One vital aspect of the game that carries the essence of its predecessors is its camera angle. Although now fully 3D, it’s a direct progression from the isometric view of the previous games – and it’s this loyalty to the spirit of that old technology that has led so many to assume that the game has done little to update itself.
“Camera is not technology,” says Wilson, clearly somewhat frustrated. “People associate the camera with isometric and say: ‘Oh, why didn’t you update the tech?’ Well, we did update the tech. The camera has nothing to do with tech, the camera is all about gameplay. Isometric gameplay is very different from FPS or over-the-shoulder thirdperson – which is pretty much what the entire industry is moving towards. But then some of the biggest hits of the last year were Guitar Hero and Rock Band, and those were not high-tech games. Gameplay is what matters; it’s what’s always mattered to us.”

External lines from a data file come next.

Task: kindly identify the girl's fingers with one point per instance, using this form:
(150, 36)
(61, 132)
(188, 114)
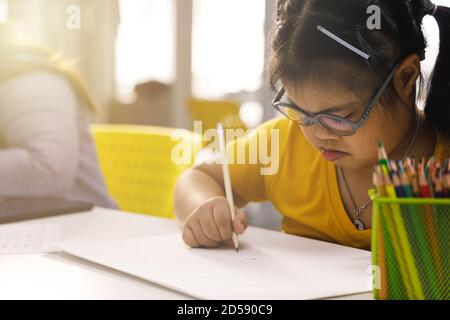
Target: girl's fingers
(240, 224)
(189, 237)
(201, 237)
(222, 218)
(210, 228)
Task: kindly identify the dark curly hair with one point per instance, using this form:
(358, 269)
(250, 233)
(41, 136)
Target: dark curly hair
(301, 53)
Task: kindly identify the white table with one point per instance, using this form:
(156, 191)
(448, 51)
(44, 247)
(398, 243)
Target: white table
(61, 276)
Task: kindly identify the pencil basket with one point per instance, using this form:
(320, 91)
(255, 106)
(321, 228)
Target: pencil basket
(410, 248)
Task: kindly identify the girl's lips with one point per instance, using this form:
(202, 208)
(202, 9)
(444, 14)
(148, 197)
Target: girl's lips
(333, 155)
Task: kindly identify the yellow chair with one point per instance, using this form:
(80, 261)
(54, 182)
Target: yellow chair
(211, 112)
(138, 166)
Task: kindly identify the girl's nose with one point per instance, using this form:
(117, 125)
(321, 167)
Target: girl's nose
(322, 133)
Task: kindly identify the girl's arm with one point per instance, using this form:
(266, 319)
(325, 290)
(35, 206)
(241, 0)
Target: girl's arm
(38, 125)
(202, 209)
(197, 185)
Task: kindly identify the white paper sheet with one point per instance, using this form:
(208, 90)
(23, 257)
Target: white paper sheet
(28, 239)
(270, 265)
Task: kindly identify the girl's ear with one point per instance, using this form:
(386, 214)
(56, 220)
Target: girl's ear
(406, 76)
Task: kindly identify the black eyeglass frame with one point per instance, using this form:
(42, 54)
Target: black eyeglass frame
(314, 118)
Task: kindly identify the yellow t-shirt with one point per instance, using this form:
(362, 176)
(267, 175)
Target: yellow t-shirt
(305, 188)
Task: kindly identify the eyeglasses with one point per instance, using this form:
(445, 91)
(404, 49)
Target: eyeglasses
(336, 124)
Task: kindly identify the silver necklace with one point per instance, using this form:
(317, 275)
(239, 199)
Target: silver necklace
(357, 211)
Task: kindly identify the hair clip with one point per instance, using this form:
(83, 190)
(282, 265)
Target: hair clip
(343, 42)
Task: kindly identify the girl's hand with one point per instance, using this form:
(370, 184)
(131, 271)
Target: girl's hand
(210, 225)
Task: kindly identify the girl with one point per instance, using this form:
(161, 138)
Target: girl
(339, 103)
(45, 146)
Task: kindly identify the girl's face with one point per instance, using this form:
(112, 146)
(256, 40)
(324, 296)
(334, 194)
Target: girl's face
(359, 150)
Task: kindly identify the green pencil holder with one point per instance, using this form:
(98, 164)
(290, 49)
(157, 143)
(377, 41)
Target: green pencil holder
(411, 248)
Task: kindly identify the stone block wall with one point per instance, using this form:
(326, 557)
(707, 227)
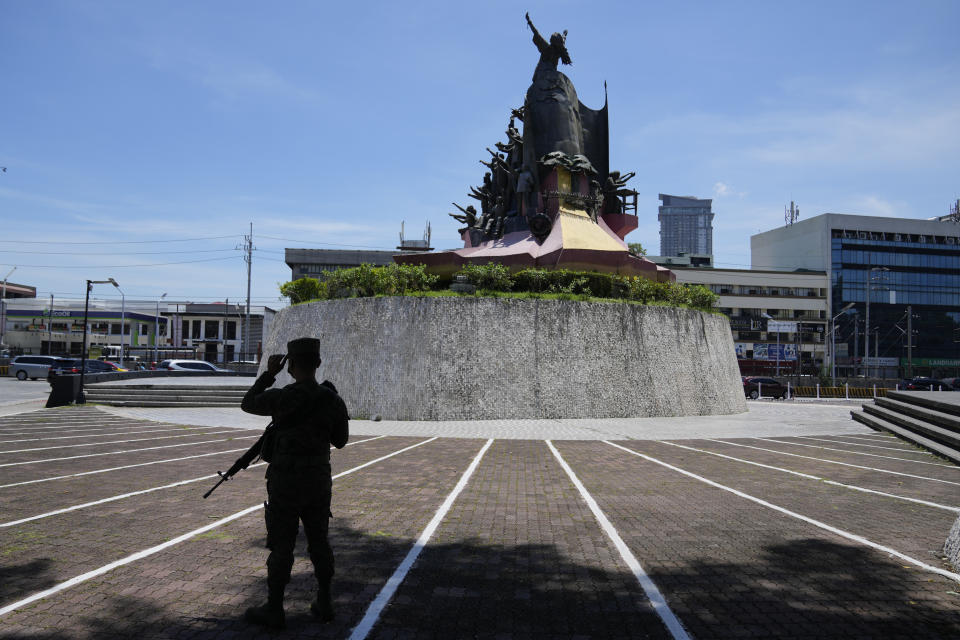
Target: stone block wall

But Wilson is keen to impress that this is not just an HD refit of its predecessors: and by no means has Diablo III eschewed new technology in bolstering and furthering the series’ hack-and-slash core.
“I think the most obvious kind of thing to look at is the addition of physics,” says Wilson. “I think it just makes combat feel better, which is essentially its goal; we’ve added a lot of opportunities to use the environment against people, or interact with it. The environments of Diablo I and II felt very much like a box for monsters. And being able to make them feel a lot more alive is really the thing that we’ve brought up the technology to do.”
Similarly, Blizzard has tweaked the degree with which environments are randomly generated, attempting to achieve a better balance between unpredictable encounters and worlds that feel coherent, interesting and credible.
“We mix static environments with random environments,” Wilson explains. “With our outdoor environments, we’ve focused a lot more on static environments – there’s not the complete randomness that there was with Diablo II, and that’s mainly to give the world a feeling of reality. In Diablo II, the only way you could take an area as organic as the outdoors and make it random was to pull all the interest out of it. So it didn’t make for a very compelling layout. What we’ve tried to do with Diablo III is to ask ourselves how we could make the randomness in those outdoor areas mean more.
“What we did was to come up with ‘Adventures,’ which allows us to cut huge blocks out of the outdoor areas and stick whatever we want in there. So, the next town is always to the North, but you don’t know if you’re going to encounter a camp along the way or a lost caravan or a summoning ritual. There are all these different kinds of events, and you don’t know where they are going to appear. There’s still a reason to explore, and that’s really what randomness provides. The encounters are all random, so you don’t know what’s around the next corner.”
The dungeons meanwhile, which Wilson says make up 60 percent of the game or more, use a completely random system. “We do either one of two things,” he says.
“We have an assortment of layouts with randomised entrances and exits or we go for the full randomised dungeon which is essentially a bunch of components that get reassembled together. And all of them can also have Adventures as well.”
Wilson makes it clear that these aren’t the only ways in which Diablo’s gameplay has been extended and enriched, although such details are still under wraps. But even if Diablo III does no more than dust off the formula of its predecessors it will still be a formidable extension of a heavyweight franchise. The fans will almost certainly get what they want and more – Blizzard is already scrutinising the reaction to the game’s announcement and tailoring it to suit. But as solid a product as Diablo III promises to be, there’s still a part of us that wishes what Blizzard did next wasn’t something it had done before.